Pussy willow and red-twig dogwood should be cut nearly to the ground in late winter to early spring in order to keep plants bushy and full. Leave only four to six inches of stem above the soil surface when you prune these plants.
Butterfly bush blooms on new wood. Prune severely in early spring, cutting it down to the ground (about four to six inches from the ground).

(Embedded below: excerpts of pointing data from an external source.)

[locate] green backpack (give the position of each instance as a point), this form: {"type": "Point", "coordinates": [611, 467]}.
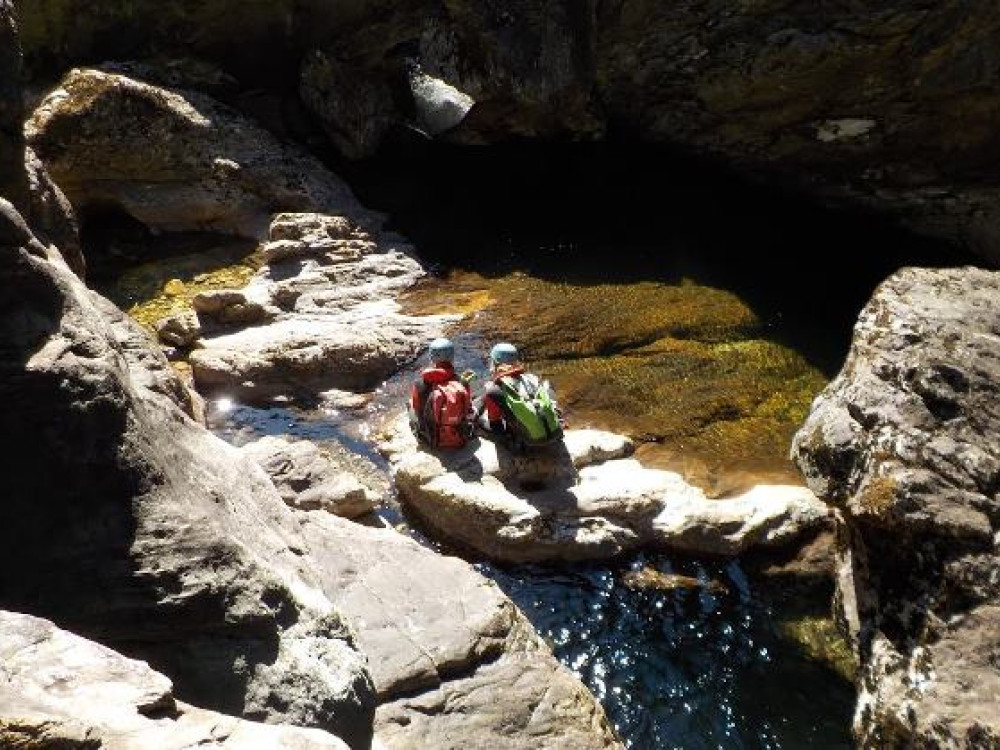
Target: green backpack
{"type": "Point", "coordinates": [532, 407]}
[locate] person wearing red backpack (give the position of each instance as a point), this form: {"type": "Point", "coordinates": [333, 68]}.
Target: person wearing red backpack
{"type": "Point", "coordinates": [440, 400]}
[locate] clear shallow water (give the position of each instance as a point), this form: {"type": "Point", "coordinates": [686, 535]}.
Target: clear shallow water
{"type": "Point", "coordinates": [703, 667]}
{"type": "Point", "coordinates": [686, 668]}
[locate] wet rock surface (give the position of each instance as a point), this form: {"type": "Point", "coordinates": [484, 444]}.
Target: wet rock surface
{"type": "Point", "coordinates": [63, 691]}
{"type": "Point", "coordinates": [335, 323]}
{"type": "Point", "coordinates": [903, 444]}
{"type": "Point", "coordinates": [889, 108]}
{"type": "Point", "coordinates": [142, 530]}
{"type": "Point", "coordinates": [455, 663]}
{"type": "Point", "coordinates": [309, 479]}
{"type": "Point", "coordinates": [584, 499]}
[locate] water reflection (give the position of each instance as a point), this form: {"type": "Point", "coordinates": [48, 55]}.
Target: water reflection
{"type": "Point", "coordinates": [686, 668]}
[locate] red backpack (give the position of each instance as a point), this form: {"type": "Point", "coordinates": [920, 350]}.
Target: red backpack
{"type": "Point", "coordinates": [448, 414]}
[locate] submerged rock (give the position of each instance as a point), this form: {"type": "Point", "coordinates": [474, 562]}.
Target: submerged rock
{"type": "Point", "coordinates": [62, 691]}
{"type": "Point", "coordinates": [175, 160]}
{"type": "Point", "coordinates": [128, 522]}
{"type": "Point", "coordinates": [581, 499]}
{"type": "Point", "coordinates": [335, 323]}
{"type": "Point", "coordinates": [903, 444]}
{"type": "Point", "coordinates": [308, 478]}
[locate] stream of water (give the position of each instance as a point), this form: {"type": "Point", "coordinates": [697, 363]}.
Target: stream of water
{"type": "Point", "coordinates": [661, 309]}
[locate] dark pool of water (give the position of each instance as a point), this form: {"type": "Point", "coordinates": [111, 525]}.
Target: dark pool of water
{"type": "Point", "coordinates": [688, 668]}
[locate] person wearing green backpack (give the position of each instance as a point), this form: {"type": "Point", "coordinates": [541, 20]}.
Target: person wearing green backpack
{"type": "Point", "coordinates": [517, 406]}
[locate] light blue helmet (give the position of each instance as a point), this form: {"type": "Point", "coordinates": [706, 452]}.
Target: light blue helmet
{"type": "Point", "coordinates": [504, 354]}
{"type": "Point", "coordinates": [441, 350]}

Rhododendrons and azaleas should never be pruned after September, when they're forming buds for next spring's flower display. Prune them just after they flower in late spring and early summer.
Making the First Cut
When pruning any shrub, first remove dead, diseased or injured wood, then any growth that crosses through the center of the plant to improve air circulation. Finally, step back and examine the natural shape of the plant. Unless you're doing topiary or a formal hedge, use the plant's natural growth habit as a guideline for pruning. Follow these steps for pruning your shrubs:
- To reduce a shrub's size, increase its bloom time and control its shape, remove some of the branch tips. This process is called heading back. Cut just above a strong bud, or node. This forces the plant's energy to focus on growth at that bud.
- To rejuvenate an overgrown, bushy shrub, cut away one-third of the branches to the soil line each year. Excluding shrubs that produces suckers yearly such as butterfly bush and some spirea, remove no more one-third to one-half of the shrub's canopy. Depending on the size of the plant, this process may take two to three years to complete so you don't shock the plant to death.
- To make a plant less dense, thin by trimming a few limbs to the ground or to a main branch. Thinning improves air circulation and discourages fungal diseases.
- To keep a plant symmetrical, cut off new shoots as they appear.
- To increase flower size, trim all branches back by one-third to one-half.
- To remove undesirable suckers, dig soil from around the base of the plant, and cut them off at the root.
- To keep growth dense, clip new shoots by half.
- To keep plants small, head back or thin them to the desired height.
- Give narrow-leafed evergreens a light shearing to keep them looking tidy and under control.